BKT140 reduced the colony-forming capacity of non-small cell lung cancer (NSCLC) cells. Subcutaneous administration of BKT140 significantly delayed the development of H460 xenografts and showed a similar trend for A549 xenografts [1]. Pre-clinical studies in animal models with BKT140 showed a robust mobilization of white blood cells (WBC) and hematopoietic stem cells (HSC). BKT140 showed a direct anti-tumor effect against human-derived multiple myeloma (MM), lymphoma and primary leukemia cells and cell lines in vitro and in vivo, causing significant apoptosis [2]. BKT140 was well tolerated and rapidly absorbed in patients with multiple myeloma. BKT140 administration significantly increased the number of peripheral blood neutrophils, monocytes, lymphocytes, and CD34+ cells in a dose-dependent manner [3].

References:
[1] Fahham D, Weiss I D, Abraham M, et al.  In vitro and in vivo therapeutic efficacy of CXCR4 antagonist BKT140 against human non–small cell lung cancer[J]. The Journal of thoracic and cardiovascular surgery, 2012, 144(5): 1167-1175. e1.
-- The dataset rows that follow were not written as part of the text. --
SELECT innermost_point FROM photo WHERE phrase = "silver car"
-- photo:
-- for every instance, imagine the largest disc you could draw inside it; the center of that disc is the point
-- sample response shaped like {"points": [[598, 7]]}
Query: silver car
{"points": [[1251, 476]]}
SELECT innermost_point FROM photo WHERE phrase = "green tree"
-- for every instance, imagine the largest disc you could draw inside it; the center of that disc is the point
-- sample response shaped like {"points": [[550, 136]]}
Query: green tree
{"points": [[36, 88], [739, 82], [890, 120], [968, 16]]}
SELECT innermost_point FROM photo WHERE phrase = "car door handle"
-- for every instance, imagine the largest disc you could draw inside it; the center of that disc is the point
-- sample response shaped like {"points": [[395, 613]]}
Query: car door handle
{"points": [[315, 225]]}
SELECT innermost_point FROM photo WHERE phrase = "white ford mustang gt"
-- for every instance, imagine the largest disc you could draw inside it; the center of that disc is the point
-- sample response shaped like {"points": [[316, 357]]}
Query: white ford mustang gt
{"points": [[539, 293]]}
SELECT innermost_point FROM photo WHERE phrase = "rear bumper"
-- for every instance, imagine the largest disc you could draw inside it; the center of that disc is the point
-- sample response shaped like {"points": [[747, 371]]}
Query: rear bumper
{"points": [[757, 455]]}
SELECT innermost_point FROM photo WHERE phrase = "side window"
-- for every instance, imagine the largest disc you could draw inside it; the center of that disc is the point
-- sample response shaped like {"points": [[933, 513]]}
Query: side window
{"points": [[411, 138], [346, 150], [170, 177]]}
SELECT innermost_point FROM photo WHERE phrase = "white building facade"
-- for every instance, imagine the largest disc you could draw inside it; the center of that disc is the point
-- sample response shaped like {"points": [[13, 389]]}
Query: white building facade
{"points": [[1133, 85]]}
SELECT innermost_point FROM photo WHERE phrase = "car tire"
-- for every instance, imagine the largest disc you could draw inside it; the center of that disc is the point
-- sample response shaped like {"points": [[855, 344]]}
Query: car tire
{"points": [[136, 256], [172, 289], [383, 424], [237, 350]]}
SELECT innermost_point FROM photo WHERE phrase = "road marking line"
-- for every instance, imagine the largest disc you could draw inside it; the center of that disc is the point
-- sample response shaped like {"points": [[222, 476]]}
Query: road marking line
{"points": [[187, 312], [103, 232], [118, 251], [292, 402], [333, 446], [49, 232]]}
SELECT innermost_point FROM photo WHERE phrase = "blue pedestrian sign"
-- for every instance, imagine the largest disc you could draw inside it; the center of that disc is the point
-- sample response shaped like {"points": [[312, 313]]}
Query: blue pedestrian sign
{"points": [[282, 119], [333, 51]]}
[2] Burger J A, Kipps T J.  CXCR4: a key receptor in the crosstalk between tumor cells and their microenvironment[J]. Blood, 2006, 107(5): 1761-1767.
[3] Nagler A, Shimoni A, Avivi I, et al.  BKT140 is a novel CXCR4 antagonist with stem cell mobilization and antimyeloma effects: an open-label first human trial in patients with multiple myeloma undergoing stem cell mobilization for autologous transplantation[J]. Blood, 2010, 116(21): 2260-2260.